In maths, we say that two quantities are proportional if as one of them changes, the other one also changes in a specific way. There are two types of proportionality that you need to be familiar with.

Direct Proportionality

If two quantities, $A$ and $B$, are directly proportional, then as one increases the other also increases at the same rate, e.g. as one doubles, the other one also doubles. To express this, we use the proportionality symbol, $\propto$, and write

$A \propto B$,

which reads like “$A$ is directly proportional to $B$”. However, there isn’t much we can do with $A \propto B$ as it is, so we turn it into the equation

$A = kB$,

where $k$ is the number which tells us how $A$ and $B$ are related.

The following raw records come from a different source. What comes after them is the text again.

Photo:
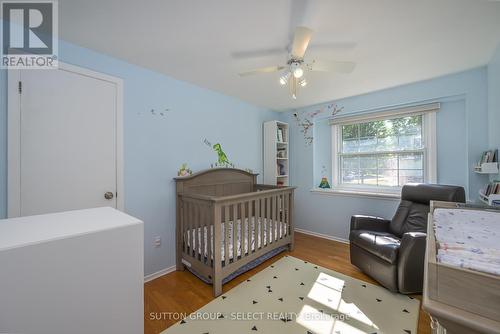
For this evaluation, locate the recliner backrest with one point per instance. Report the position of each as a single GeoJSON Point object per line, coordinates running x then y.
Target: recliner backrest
{"type": "Point", "coordinates": [411, 215]}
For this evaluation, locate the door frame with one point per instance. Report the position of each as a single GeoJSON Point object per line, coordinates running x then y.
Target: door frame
{"type": "Point", "coordinates": [14, 135]}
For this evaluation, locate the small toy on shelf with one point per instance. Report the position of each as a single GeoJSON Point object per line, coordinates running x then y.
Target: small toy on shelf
{"type": "Point", "coordinates": [184, 170]}
{"type": "Point", "coordinates": [324, 183]}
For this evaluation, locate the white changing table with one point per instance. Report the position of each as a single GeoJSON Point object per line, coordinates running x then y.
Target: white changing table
{"type": "Point", "coordinates": [72, 272]}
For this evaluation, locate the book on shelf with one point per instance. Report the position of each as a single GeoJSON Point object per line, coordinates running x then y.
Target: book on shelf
{"type": "Point", "coordinates": [280, 169]}
{"type": "Point", "coordinates": [489, 156]}
{"type": "Point", "coordinates": [492, 188]}
{"type": "Point", "coordinates": [281, 153]}
{"type": "Point", "coordinates": [280, 135]}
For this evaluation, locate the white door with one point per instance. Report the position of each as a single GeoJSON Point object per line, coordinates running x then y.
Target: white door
{"type": "Point", "coordinates": [68, 141]}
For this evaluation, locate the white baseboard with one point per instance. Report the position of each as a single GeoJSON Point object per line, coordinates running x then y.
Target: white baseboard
{"type": "Point", "coordinates": [321, 235]}
{"type": "Point", "coordinates": [157, 274]}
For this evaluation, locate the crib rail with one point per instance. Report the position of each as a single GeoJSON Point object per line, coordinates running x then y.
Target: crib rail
{"type": "Point", "coordinates": [218, 235]}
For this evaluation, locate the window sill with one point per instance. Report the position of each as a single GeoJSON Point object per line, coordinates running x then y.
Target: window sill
{"type": "Point", "coordinates": [356, 193]}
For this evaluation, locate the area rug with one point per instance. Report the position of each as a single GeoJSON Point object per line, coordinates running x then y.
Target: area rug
{"type": "Point", "coordinates": [294, 296]}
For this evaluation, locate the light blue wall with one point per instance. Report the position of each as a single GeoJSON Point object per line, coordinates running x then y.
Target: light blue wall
{"type": "Point", "coordinates": [156, 146]}
{"type": "Point", "coordinates": [3, 143]}
{"type": "Point", "coordinates": [494, 101]}
{"type": "Point", "coordinates": [462, 134]}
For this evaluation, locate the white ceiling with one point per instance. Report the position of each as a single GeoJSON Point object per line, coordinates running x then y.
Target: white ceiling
{"type": "Point", "coordinates": [393, 41]}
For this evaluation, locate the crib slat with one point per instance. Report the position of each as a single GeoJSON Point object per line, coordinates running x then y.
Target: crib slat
{"type": "Point", "coordinates": [258, 225]}
{"type": "Point", "coordinates": [272, 202]}
{"type": "Point", "coordinates": [196, 241]}
{"type": "Point", "coordinates": [248, 219]}
{"type": "Point", "coordinates": [203, 219]}
{"type": "Point", "coordinates": [243, 228]}
{"type": "Point", "coordinates": [235, 230]}
{"type": "Point", "coordinates": [285, 208]}
{"type": "Point", "coordinates": [281, 214]}
{"type": "Point", "coordinates": [210, 225]}
{"type": "Point", "coordinates": [226, 235]}
{"type": "Point", "coordinates": [268, 220]}
{"type": "Point", "coordinates": [262, 206]}
{"type": "Point", "coordinates": [188, 230]}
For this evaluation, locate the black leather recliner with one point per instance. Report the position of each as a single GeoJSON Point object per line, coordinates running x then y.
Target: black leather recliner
{"type": "Point", "coordinates": [392, 251]}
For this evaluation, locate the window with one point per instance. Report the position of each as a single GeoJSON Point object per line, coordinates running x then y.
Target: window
{"type": "Point", "coordinates": [384, 153]}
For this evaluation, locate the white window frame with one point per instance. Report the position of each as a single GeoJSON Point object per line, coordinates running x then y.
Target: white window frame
{"type": "Point", "coordinates": [428, 113]}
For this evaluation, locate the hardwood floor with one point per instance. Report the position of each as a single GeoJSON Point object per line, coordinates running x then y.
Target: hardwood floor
{"type": "Point", "coordinates": [182, 292]}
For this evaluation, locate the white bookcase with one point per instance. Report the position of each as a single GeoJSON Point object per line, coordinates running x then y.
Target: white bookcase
{"type": "Point", "coordinates": [276, 148]}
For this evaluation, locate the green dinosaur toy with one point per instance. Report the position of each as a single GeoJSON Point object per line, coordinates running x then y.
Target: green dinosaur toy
{"type": "Point", "coordinates": [222, 156]}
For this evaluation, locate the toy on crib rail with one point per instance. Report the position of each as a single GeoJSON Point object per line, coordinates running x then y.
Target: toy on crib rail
{"type": "Point", "coordinates": [184, 170]}
{"type": "Point", "coordinates": [223, 160]}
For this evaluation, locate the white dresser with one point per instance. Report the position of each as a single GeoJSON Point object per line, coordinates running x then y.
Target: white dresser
{"type": "Point", "coordinates": [72, 272]}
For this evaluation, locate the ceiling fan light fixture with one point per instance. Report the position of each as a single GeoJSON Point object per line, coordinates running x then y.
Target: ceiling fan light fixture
{"type": "Point", "coordinates": [284, 79]}
{"type": "Point", "coordinates": [298, 72]}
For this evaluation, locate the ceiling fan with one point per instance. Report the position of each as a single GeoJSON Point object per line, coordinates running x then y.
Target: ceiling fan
{"type": "Point", "coordinates": [295, 67]}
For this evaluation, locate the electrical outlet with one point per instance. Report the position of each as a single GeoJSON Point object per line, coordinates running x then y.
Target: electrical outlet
{"type": "Point", "coordinates": [157, 242]}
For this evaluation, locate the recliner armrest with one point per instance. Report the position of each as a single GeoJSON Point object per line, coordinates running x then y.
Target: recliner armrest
{"type": "Point", "coordinates": [411, 262]}
{"type": "Point", "coordinates": [360, 222]}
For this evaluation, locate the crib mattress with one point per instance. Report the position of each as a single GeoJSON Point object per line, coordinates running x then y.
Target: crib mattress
{"type": "Point", "coordinates": [468, 239]}
{"type": "Point", "coordinates": [255, 236]}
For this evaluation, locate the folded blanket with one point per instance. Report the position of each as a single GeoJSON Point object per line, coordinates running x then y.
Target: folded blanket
{"type": "Point", "coordinates": [468, 239]}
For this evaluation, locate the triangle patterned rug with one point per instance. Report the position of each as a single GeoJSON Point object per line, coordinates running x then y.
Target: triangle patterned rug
{"type": "Point", "coordinates": [294, 296]}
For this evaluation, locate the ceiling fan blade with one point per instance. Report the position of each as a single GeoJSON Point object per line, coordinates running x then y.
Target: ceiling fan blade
{"type": "Point", "coordinates": [268, 69]}
{"type": "Point", "coordinates": [300, 42]}
{"type": "Point", "coordinates": [259, 53]}
{"type": "Point", "coordinates": [332, 46]}
{"type": "Point", "coordinates": [331, 66]}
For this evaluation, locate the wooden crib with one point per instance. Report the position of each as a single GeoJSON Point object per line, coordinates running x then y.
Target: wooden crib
{"type": "Point", "coordinates": [225, 207]}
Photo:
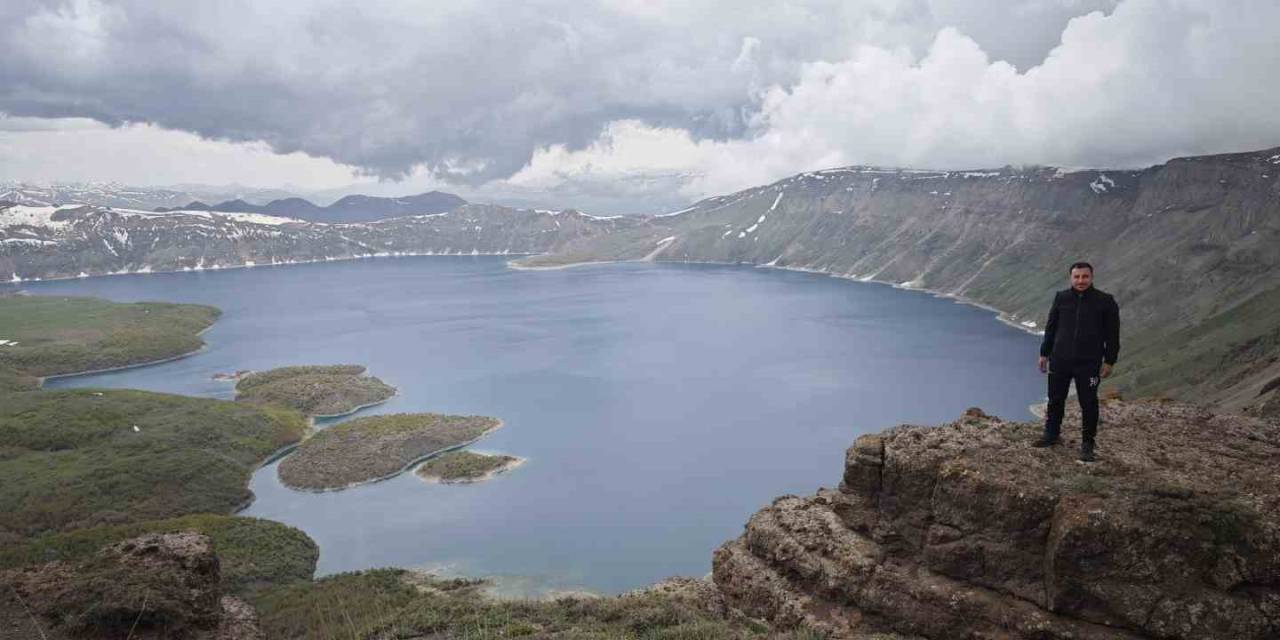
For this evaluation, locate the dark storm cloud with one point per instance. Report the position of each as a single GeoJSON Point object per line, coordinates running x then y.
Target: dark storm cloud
{"type": "Point", "coordinates": [467, 90]}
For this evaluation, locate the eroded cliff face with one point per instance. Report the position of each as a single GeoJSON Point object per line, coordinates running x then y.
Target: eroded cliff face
{"type": "Point", "coordinates": [42, 242]}
{"type": "Point", "coordinates": [964, 531]}
{"type": "Point", "coordinates": [154, 586]}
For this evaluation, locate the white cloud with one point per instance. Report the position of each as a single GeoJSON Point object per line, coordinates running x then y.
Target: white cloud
{"type": "Point", "coordinates": [81, 150]}
{"type": "Point", "coordinates": [624, 105]}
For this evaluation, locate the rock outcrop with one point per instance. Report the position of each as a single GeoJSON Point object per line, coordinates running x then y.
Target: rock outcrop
{"type": "Point", "coordinates": [964, 531]}
{"type": "Point", "coordinates": [152, 586]}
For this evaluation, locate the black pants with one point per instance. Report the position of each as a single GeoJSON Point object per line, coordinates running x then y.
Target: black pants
{"type": "Point", "coordinates": [1060, 375]}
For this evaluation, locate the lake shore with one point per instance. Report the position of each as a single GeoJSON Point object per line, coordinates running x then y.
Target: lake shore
{"type": "Point", "coordinates": [376, 448]}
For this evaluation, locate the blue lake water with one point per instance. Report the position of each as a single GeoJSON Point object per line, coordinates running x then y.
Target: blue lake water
{"type": "Point", "coordinates": [658, 405]}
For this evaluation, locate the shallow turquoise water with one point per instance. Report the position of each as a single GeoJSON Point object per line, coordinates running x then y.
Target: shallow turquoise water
{"type": "Point", "coordinates": [658, 405]}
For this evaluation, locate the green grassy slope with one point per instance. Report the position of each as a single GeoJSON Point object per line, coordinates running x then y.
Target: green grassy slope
{"type": "Point", "coordinates": [72, 458]}
{"type": "Point", "coordinates": [64, 336]}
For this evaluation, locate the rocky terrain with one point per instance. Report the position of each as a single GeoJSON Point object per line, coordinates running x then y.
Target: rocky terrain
{"type": "Point", "coordinates": [152, 586]}
{"type": "Point", "coordinates": [964, 530]}
{"type": "Point", "coordinates": [1191, 248]}
{"type": "Point", "coordinates": [350, 209]}
{"type": "Point", "coordinates": [41, 242]}
{"type": "Point", "coordinates": [465, 467]}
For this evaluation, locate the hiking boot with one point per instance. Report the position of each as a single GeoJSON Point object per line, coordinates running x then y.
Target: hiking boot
{"type": "Point", "coordinates": [1087, 452]}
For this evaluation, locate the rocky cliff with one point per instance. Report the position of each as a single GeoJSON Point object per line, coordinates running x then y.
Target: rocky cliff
{"type": "Point", "coordinates": [1191, 248]}
{"type": "Point", "coordinates": [964, 531]}
{"type": "Point", "coordinates": [152, 586]}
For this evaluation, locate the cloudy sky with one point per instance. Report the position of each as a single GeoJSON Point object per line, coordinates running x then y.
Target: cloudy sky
{"type": "Point", "coordinates": [618, 105]}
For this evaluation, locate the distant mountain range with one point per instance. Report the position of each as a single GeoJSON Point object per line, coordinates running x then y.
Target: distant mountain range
{"type": "Point", "coordinates": [351, 209]}
{"type": "Point", "coordinates": [1189, 247]}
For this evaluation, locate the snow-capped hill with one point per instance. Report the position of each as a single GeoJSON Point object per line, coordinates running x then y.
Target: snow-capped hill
{"type": "Point", "coordinates": [40, 242]}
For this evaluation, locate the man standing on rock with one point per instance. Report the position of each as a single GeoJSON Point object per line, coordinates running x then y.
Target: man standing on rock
{"type": "Point", "coordinates": [1082, 342]}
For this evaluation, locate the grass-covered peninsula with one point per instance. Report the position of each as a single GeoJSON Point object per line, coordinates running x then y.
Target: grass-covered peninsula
{"type": "Point", "coordinates": [56, 336]}
{"type": "Point", "coordinates": [315, 391]}
{"type": "Point", "coordinates": [80, 458]}
{"type": "Point", "coordinates": [464, 466]}
{"type": "Point", "coordinates": [373, 448]}
{"type": "Point", "coordinates": [396, 603]}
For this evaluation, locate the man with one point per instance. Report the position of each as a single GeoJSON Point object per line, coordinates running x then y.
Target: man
{"type": "Point", "coordinates": [1082, 342]}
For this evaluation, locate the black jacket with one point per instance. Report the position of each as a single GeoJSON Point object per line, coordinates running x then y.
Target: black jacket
{"type": "Point", "coordinates": [1083, 327]}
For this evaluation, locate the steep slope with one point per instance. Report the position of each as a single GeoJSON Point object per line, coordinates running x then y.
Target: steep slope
{"type": "Point", "coordinates": [350, 209]}
{"type": "Point", "coordinates": [1191, 248]}
{"type": "Point", "coordinates": [51, 242]}
{"type": "Point", "coordinates": [964, 530]}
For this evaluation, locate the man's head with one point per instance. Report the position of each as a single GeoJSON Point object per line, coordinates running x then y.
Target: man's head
{"type": "Point", "coordinates": [1082, 277]}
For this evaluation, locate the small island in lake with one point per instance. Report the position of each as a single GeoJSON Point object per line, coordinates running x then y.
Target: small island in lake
{"type": "Point", "coordinates": [376, 447]}
{"type": "Point", "coordinates": [464, 466]}
{"type": "Point", "coordinates": [316, 391]}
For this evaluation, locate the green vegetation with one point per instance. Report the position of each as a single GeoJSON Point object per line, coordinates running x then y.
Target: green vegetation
{"type": "Point", "coordinates": [1243, 334]}
{"type": "Point", "coordinates": [462, 466]}
{"type": "Point", "coordinates": [316, 391]}
{"type": "Point", "coordinates": [14, 380]}
{"type": "Point", "coordinates": [78, 458]}
{"type": "Point", "coordinates": [392, 603]}
{"type": "Point", "coordinates": [254, 553]}
{"type": "Point", "coordinates": [376, 447]}
{"type": "Point", "coordinates": [65, 336]}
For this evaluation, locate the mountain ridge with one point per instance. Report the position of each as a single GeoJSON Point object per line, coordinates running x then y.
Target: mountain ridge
{"type": "Point", "coordinates": [1188, 247]}
{"type": "Point", "coordinates": [348, 209]}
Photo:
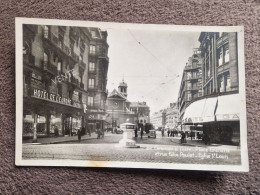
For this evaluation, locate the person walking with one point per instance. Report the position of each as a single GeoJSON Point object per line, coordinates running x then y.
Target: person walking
{"type": "Point", "coordinates": [79, 134]}
{"type": "Point", "coordinates": [56, 131]}
{"type": "Point", "coordinates": [136, 133]}
{"type": "Point", "coordinates": [183, 135]}
{"type": "Point", "coordinates": [142, 132]}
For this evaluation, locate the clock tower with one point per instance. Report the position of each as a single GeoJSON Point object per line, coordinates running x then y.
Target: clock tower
{"type": "Point", "coordinates": [122, 88]}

It is called the constant of proportionality. When you know the value of this constant, you can put it to good use. Let’s see an example.

Example: $y$ is directly proportional to $x$. When $y = 24, x = 8$. Work out the value of $y$ when $x = 2$.

We have that $y$ is directly proportional to $x$, i.e. $y \propto x$. Then, expressing this as an equation we get

$y = kx$

In the question we’re given that when $y = 24, x = 8$. Substituting these into the equation above, we get $24 = 8 \times k$, and so $k = 24 \div 8 = 3$. Thus, the proportionality equation becomes

$y = 3x$

We can now use this to work out that when $x = 2$, $y = 3 \times 2 = 6$. If you are a foundation student, you won’t explicitly be asked to form an equation like $y = 3x$. However, you will be expected to know how to work with constants of proportionality and use such an equation, so all of this content is still important to you.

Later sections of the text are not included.